The COVID-19 pandemic has required the clinical research industry to find new and innovative ways…
In this interview Janet Manzo, Executive Director of the Ontario Cancer Research Ethics Board, discusses the development of a province-wide ethics review system for multi-centre clinical trials, as well as the advantages of initiatives like the Standard Consent Template, which promotes the harmonization of administrative processes and platforms.
She also explains how this allows one applicant to submit all study-wide post-approval applications on behalf of all participating centres, and how the ability for sponsors or CROs to assist with the study-wide applications is one of the key factors behind the OCREB‘s success.
Can you tell us about the Ontario Institute for Cancer Research and your role there?
OICR is a not-for-profit translational research institute.
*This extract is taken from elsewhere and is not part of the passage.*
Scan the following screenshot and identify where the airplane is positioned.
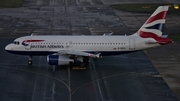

It’s dedicated to research in all areas of cancer; prevention, early detection, diagnosis and treatment. It has a wide array of programs covering the bench to bedside approach and that includes cancer stem cell programs, imaging, drug discovery, genome technologies, health services research and high impact clinical trials, to name a few.
OICR is supported by the government of Ontario through the Ministry of Research and Innovation, however it benefits from many external partnerships and so its reach is well beyond the borders of Ontario. OCREB is an independent expert oncology research ethics board, or IRB as they’re known in the United States. And as a central REB, OCREB basically provides ethics review and oversight of multi-centre cancer trials for sites in Ontario.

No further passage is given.